Affordable homeownership has become an elusive commodity within California, where only about one-fourth of all residents can afford to a $786,750 statewide median-priced home in 2021, according to new data from the California Association of Realtors (CAR), which blamed double-digit home price growth that occurred during the COVID-19 pandemic.

CAR reported that 26% of all Californians earned the minimum income needed to purchase a home in 2021, compared to 28% in 2020; 17% of Black and Latino households could afford the median-priced home in 2021, down from 19% and 20% in 2020, respectively, while 40% of Asian homebuyers who could afford the median-priced home in 2021, down from 43% in 2020.

An Inconvenient Fee: A coalition of 22 state attorneys general has called on the Consumer Financial Protection Bureau (CFPB) to stop mortgage servicers from charging convenience fees, which they defined as an exploitative “pay to pay” cost.

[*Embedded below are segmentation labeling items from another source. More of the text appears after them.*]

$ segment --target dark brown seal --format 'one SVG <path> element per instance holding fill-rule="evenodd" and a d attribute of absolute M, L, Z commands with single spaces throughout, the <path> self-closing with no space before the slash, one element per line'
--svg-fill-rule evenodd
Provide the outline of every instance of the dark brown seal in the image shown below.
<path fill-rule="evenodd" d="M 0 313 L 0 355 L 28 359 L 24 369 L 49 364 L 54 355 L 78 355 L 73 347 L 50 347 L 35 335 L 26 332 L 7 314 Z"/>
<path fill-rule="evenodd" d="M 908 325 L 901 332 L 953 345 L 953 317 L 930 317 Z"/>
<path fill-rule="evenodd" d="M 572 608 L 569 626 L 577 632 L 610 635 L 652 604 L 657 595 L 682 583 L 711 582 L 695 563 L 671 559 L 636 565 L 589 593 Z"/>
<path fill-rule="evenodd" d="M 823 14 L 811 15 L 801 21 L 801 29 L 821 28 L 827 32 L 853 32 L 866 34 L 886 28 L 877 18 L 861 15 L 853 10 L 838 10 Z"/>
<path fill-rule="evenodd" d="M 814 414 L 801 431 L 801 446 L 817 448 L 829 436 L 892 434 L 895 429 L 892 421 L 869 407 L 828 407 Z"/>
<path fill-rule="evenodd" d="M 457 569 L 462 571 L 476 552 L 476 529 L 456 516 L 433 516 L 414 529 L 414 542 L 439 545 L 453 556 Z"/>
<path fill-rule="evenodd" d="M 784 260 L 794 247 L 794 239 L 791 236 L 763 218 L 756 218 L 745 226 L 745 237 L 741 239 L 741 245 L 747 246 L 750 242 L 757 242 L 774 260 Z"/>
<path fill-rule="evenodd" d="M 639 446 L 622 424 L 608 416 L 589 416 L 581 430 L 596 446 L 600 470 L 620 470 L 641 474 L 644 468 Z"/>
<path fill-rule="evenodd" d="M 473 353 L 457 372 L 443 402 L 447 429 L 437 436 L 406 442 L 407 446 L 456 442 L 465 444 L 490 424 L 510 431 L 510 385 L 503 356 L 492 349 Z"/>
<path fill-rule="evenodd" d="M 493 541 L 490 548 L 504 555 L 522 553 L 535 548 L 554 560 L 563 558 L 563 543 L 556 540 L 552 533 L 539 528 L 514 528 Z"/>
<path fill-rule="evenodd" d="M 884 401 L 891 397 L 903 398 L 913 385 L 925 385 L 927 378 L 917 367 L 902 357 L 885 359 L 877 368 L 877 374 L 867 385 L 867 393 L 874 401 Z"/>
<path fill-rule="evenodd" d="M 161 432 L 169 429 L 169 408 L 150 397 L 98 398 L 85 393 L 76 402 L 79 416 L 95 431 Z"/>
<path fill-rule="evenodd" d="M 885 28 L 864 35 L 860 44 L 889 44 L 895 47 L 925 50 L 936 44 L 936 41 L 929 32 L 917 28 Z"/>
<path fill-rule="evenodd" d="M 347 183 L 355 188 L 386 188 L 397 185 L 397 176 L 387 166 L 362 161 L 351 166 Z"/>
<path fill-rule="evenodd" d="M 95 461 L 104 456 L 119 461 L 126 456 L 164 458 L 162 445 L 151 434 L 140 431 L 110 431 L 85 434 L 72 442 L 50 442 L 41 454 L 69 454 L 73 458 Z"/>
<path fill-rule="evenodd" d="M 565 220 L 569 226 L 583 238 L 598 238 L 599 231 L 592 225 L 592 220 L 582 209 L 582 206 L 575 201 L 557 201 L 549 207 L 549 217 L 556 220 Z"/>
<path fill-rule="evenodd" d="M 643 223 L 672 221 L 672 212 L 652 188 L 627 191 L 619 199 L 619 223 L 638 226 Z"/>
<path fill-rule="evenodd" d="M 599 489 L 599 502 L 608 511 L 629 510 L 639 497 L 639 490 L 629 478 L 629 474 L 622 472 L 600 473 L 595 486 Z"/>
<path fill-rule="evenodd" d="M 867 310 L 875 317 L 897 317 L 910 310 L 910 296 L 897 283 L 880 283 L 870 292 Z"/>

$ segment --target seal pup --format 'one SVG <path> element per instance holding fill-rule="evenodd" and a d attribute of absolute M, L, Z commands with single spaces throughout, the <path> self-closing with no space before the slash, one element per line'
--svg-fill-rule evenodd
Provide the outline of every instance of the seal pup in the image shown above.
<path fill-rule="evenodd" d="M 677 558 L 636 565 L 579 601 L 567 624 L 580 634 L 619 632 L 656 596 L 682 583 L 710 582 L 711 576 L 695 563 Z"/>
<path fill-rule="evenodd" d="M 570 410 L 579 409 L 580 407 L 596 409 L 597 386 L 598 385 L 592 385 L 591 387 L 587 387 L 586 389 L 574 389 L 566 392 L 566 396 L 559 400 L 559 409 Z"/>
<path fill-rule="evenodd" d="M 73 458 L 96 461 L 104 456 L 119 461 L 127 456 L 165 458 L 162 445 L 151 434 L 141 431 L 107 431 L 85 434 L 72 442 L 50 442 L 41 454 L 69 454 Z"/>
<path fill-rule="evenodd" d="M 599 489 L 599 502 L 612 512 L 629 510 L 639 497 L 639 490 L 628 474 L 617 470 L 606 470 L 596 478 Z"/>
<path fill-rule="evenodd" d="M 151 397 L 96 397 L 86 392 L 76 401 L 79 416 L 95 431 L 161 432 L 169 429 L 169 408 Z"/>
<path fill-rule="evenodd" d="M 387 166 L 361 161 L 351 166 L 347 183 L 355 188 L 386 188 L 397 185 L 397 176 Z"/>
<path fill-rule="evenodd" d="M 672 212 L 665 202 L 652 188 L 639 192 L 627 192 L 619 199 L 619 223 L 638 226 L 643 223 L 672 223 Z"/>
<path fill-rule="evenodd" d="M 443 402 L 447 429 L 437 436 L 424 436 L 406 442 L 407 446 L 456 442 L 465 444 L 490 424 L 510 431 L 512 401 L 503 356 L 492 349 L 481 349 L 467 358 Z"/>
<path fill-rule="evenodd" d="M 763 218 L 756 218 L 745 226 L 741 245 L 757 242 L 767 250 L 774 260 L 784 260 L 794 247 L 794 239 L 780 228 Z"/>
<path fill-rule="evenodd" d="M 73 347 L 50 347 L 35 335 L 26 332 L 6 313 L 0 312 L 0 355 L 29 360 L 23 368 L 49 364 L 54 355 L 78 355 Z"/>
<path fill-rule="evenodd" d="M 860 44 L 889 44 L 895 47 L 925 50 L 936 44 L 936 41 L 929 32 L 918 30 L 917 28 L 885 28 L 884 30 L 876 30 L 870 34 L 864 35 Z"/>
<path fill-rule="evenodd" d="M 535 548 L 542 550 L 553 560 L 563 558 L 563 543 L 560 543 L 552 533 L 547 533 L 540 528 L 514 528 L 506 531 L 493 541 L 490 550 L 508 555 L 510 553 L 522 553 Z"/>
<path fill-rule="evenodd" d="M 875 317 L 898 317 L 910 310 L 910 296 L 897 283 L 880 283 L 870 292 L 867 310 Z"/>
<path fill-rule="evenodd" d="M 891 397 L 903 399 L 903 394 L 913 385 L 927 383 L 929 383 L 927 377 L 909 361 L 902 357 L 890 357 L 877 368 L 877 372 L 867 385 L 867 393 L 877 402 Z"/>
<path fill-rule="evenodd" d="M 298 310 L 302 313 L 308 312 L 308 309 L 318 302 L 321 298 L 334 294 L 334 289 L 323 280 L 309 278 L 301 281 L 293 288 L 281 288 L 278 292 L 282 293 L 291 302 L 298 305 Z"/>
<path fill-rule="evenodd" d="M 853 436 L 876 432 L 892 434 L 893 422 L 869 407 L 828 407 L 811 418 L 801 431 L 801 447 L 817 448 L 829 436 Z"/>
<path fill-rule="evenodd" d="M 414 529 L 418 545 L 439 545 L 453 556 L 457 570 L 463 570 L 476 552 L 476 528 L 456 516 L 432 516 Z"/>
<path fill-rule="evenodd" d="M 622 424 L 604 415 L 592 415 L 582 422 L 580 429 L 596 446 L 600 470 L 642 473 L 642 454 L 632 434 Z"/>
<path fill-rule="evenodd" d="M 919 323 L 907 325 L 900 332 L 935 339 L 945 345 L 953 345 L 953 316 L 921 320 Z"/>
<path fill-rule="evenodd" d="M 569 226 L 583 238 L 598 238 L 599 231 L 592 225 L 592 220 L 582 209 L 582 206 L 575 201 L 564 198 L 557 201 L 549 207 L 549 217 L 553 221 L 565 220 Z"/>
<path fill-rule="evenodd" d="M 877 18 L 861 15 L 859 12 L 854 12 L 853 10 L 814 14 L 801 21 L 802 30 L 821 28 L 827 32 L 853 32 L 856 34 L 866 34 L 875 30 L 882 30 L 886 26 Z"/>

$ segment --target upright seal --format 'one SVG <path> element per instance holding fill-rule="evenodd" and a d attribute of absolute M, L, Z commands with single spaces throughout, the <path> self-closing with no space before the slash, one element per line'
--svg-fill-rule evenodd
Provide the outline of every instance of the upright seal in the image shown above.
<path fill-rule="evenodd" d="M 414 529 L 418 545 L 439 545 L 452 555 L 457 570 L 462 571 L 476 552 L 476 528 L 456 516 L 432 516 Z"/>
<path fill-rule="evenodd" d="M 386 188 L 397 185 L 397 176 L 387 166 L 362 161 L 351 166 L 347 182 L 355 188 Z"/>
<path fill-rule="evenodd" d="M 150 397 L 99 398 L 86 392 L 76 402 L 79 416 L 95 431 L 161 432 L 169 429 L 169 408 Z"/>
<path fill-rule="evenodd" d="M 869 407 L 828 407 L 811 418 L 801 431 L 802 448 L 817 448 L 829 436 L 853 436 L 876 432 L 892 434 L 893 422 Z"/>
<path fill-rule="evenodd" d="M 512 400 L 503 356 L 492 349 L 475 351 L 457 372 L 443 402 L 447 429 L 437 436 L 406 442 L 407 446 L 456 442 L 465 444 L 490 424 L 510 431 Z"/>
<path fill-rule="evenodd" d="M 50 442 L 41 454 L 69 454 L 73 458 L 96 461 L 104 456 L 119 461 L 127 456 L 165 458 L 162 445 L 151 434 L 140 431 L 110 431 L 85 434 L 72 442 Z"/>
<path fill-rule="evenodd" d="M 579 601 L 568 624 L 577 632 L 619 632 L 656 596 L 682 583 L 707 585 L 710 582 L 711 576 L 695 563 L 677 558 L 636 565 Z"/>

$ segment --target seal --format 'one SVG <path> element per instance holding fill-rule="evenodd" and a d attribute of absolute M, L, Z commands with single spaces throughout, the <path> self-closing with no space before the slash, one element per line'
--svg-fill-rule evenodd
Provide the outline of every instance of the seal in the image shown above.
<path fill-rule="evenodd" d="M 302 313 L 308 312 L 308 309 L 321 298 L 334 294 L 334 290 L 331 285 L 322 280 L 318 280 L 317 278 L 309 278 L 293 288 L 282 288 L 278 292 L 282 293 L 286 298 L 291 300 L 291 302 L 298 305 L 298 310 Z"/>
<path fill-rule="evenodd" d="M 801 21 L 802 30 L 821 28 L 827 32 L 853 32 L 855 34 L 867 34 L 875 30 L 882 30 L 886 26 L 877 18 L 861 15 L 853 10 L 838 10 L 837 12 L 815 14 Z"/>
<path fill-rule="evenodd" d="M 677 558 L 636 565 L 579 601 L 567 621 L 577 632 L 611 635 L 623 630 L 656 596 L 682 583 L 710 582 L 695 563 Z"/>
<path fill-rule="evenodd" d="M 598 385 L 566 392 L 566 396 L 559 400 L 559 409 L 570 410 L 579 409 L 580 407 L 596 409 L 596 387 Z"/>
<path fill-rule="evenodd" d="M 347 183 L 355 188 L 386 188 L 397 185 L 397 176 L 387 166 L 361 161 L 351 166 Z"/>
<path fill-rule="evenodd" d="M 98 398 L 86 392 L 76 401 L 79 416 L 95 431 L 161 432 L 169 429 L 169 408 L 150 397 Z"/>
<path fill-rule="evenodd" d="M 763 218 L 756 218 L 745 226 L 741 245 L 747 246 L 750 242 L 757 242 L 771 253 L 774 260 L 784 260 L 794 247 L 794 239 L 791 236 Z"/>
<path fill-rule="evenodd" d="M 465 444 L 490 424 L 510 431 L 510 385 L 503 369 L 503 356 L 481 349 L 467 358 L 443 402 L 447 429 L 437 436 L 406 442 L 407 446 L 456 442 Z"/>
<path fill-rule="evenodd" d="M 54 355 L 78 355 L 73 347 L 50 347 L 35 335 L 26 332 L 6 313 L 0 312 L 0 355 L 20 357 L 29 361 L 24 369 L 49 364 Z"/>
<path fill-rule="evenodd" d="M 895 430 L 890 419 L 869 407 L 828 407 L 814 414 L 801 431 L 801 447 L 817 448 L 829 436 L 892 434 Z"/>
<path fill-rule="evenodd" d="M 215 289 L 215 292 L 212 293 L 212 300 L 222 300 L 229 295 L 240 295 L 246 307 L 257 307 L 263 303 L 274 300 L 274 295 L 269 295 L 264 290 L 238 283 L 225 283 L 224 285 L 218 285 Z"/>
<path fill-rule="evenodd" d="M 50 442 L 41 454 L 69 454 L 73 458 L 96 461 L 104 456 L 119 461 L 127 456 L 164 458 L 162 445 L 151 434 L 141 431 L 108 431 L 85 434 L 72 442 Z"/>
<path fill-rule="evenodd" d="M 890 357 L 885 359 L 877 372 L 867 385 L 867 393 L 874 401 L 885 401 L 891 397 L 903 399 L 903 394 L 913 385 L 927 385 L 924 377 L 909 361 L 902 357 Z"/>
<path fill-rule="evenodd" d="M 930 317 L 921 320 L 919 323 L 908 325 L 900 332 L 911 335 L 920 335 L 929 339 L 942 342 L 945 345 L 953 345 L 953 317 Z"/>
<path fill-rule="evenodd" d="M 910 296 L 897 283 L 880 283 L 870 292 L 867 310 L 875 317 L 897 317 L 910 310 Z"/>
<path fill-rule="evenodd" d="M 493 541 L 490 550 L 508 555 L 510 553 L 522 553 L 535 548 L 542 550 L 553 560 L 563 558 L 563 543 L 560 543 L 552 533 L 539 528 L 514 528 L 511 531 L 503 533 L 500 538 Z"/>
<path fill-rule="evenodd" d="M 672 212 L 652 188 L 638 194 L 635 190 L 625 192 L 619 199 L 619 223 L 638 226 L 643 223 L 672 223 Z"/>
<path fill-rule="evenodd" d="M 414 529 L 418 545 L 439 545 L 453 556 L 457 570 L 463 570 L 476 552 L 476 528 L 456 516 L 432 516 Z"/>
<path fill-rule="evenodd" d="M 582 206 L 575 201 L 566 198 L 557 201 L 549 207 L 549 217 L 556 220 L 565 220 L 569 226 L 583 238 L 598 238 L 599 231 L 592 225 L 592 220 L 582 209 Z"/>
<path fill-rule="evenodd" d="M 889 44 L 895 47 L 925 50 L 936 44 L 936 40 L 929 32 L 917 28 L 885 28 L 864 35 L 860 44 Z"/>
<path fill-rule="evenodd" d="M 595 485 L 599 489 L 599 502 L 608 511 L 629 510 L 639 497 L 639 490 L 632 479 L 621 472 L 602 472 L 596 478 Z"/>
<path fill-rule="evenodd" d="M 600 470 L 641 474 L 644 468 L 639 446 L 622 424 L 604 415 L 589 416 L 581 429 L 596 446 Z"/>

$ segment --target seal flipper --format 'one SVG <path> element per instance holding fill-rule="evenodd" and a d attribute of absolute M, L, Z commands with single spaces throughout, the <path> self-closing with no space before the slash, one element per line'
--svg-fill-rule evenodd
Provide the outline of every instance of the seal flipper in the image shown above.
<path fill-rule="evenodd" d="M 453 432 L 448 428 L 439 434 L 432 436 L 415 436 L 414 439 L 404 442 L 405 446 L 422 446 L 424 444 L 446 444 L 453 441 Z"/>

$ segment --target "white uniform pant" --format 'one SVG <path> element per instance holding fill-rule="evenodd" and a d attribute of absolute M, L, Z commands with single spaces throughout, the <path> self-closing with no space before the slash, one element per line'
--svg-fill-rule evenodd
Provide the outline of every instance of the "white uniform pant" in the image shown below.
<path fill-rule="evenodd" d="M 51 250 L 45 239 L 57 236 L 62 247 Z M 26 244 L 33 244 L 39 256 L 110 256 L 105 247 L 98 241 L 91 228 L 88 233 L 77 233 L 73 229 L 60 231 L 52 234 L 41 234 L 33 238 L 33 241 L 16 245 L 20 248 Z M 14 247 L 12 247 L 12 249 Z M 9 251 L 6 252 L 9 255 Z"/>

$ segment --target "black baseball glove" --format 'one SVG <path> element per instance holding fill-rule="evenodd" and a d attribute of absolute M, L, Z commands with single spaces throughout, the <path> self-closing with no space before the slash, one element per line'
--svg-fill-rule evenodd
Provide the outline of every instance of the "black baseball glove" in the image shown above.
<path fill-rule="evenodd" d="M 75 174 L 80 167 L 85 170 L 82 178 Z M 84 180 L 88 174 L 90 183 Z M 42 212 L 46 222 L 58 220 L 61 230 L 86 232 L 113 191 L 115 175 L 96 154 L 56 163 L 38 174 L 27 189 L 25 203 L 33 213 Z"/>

In their letter to the CFPB, the attorneys general said the convenience fees were abusive, noting homeowners have no choice in choosing their mortgage servicers. They cited an example of PHH Mortgage, which charges individuals $7.50 to make payments online and $17.50 to speak with a live operator for a telephone transaction.

“That consumers should face additional charges depending on how they pay their bills, for instance by paying online, is absurd,” said Illinois Attorney General Kwame Raoul, who is leading the coalition. “Convenience fees allow mortgage servicers to be paid twice for simply performing their most basic function of accepting payments. Convenience fees are unfair and result in people paying more in the long run. I am urging the CFPB to prohibit mortgage servicers from being able to charge convenience fees that exploit residents when they are trying to pay their bills.”